Carnegie Mellon University researchers developed a new type of mixed-reality platform that can help children learn basic scientific concepts while experimenting in the physical world with the help of an AI agent.
Makerspaces and STEAM (science, technology, engineering, art and math) learning spaces are becoming common fixtures in schools, libraries and museums. Students of all ages can use them to learn coding, understand physics, build robots, learn sewing and more through self-led experiences with physical objects or virtual instruction on a tablet or device. But, when children interact with these tools, how much are they actually learning?
Nesra Yannier, a systems scientist at CMU’s Human-Computer Interaction Institute where she also received her Ph.D., and her colleagues Ken Koedinger and Scott Hudson, examined the effectiveness of learning spaces and developed a special “intelligent science station” to help improve children’s ability to learn underlying scientific principles. Their research, published in the International Journal of Artificial Intelligence in Education, showed that achieving active learning of science and engineering requires more than hands-on activity.
Meet NoRILLA (Novel Research-based Intelligent Lifelong Learning Apparatus), a mixed-reality system that includes a shaking table, a friendly cartoon gorilla and an intelligent tutoring system (that can be applied to many different content areas). This intelligent science station allows children to explore the physical world while getting personalized guidance from the virtual world.
Yannier wanted to understand if exploring and constructing with physical objects, like blocks, was enough to teach children scientific concepts. She wondered if having AI inquiry guidance on top of physical experimentation could improve children’s learning and lead to deeper understanding.
“Traditionally, we think that practice makes perfect, that people can learn by just tinkering and exploring — for example if you just keep practicing building you will become a better builder,” Yannier said. “But our research showed that without interactive guided-discovery based on proven learning techniques and methods, children don’t actually learn the underlying scientific principles and the skills needed to transfer to real-world construction and problem-solving.”
The experiment that Yannier and colleagues conducted had three conditions. In the Explore-Construct condition, children are challenged to build and construct things, like in a traditional maker space. For example, they may see a prompt on the screen asking them to build a tower that will not fall over when the table shakes. The children build the tower with blocks and press a button to start the shaking. If their tower falls, the children may try again, or they may move on to another challenge.
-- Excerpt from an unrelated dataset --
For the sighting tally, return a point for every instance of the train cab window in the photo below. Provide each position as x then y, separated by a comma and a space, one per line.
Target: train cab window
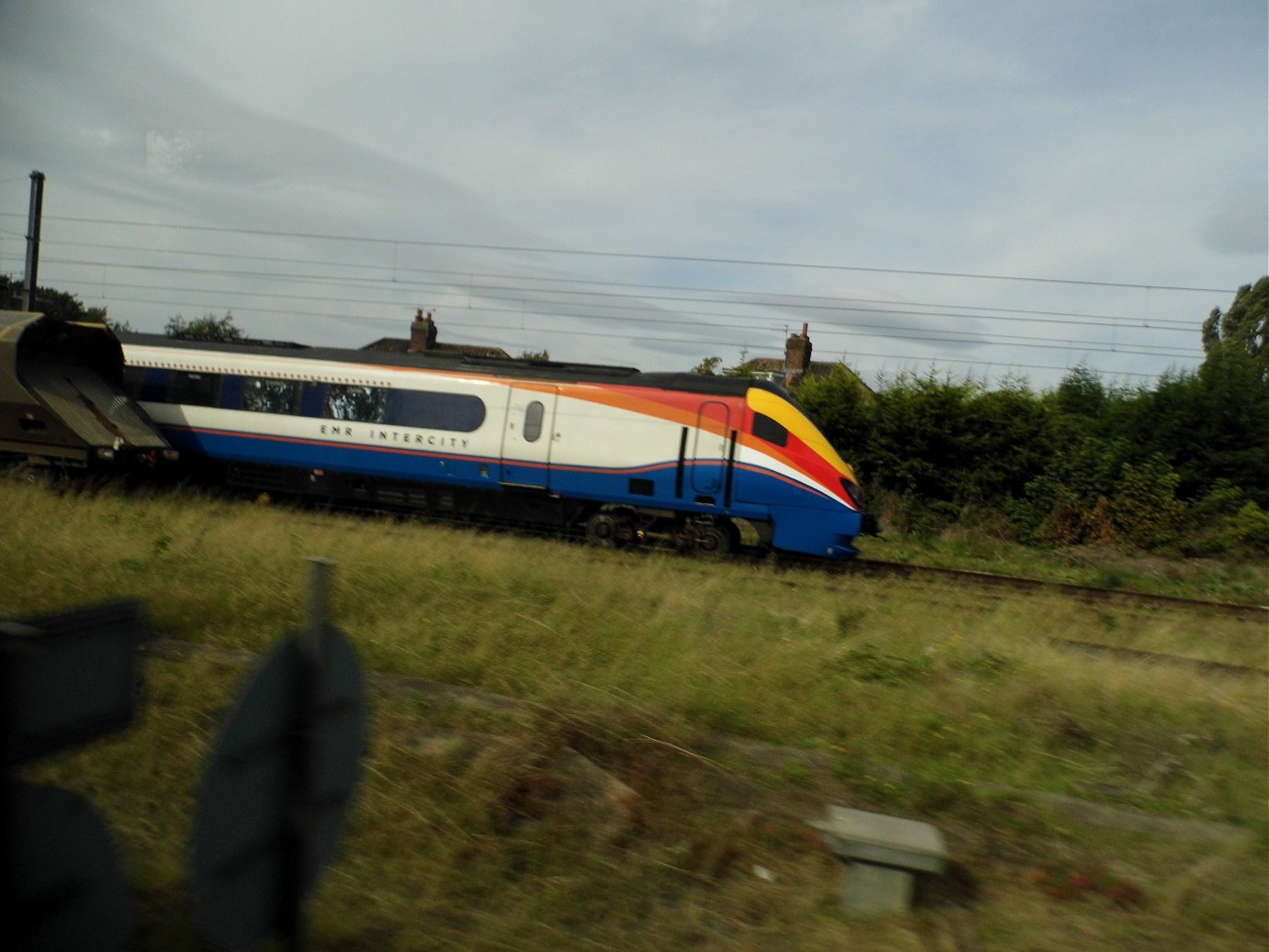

In the Guided Discovery condition, the intelligent science station prompts the children to go through the inquiry cycle with personalized interactive feedback from the gorilla character. As they do experiments, the system is able to observe and interpret children’s actions to accurately monitor and evaluate their predictions, experiments and explanations.
In the Combined condition, children alternate between the Guided Discovery and Explore-Construct conditions.
Yannier’s team found that the Guided Discovery and Combined conditions performed significantly better than the Explore-Construct condition. Children who played with the Intelligent Science Stations with AI inquiry guidance were better able to explain the scientific concepts they learned and apply them to real-world construction. In fact, the Combined condition, where they received reactive pedagogical interaction and guidance from the AI agent, led to 10 times more learning compared to the Explore-Construct condition, which is similar to what many maker spaces, museum exhibits and physical products are like currently.
“The most surprising result was that even though children were doing a lot of building in the Explore-Construct condition, their buildings did not improve at all. They practiced the most building in this condition, but the transfer to real-world building was the worst,” Yannier said. “When we added the guided inquiry with AI interactivity, we saw huge improvements.”
While learning from the intelligent science station, children are also having fun. Yannier said some of her favorite comments from children included:
“I wish all my science classes were fun like this!”
“I never thought something we do at school could be so much fun!”
And even, “This is the best day of my life!”
“We’ve been hearing from teachers that the kids are really persistent. Even if they fail they want to come back and try again,” Yannier said.
Koedinger, a professor of human-computer interaction and psychology, said that NoRILLA works because it utilizes proven learning methods and techniques.
“The learning science behind this is based on decades of CMU research in cognitive psychology,” he said. “This system is a real breakthrough in bringing intelligent tutoring systems from computer screen interaction into the real world where we can watch and help kids learn science while they are actually doing it.”
The intelligent science station provides additional benefits. It can be used in situations where teachers do not have training in science, guiding them along with their students. Additionally, the technology is not just valuable for children. The researchers said it could also be applied in manufacturing apprenticeships. For example, it could be adapted to teach factory workers how to operate a 3D printer or other equipment.
The NoRILLA system is currently being used in schools, museums and early childhood programs to teach STEAM concepts including physics, math, geometry, scientific curiosity and critical thinking. Yannier and her team are working on creating technology to expand intelligent science stations for different scientific apparatus, such as ramps, balance scales, falling objects and more. They hope to disseminate intelligent science stations to many more learning settings to benefit children from different backgrounds.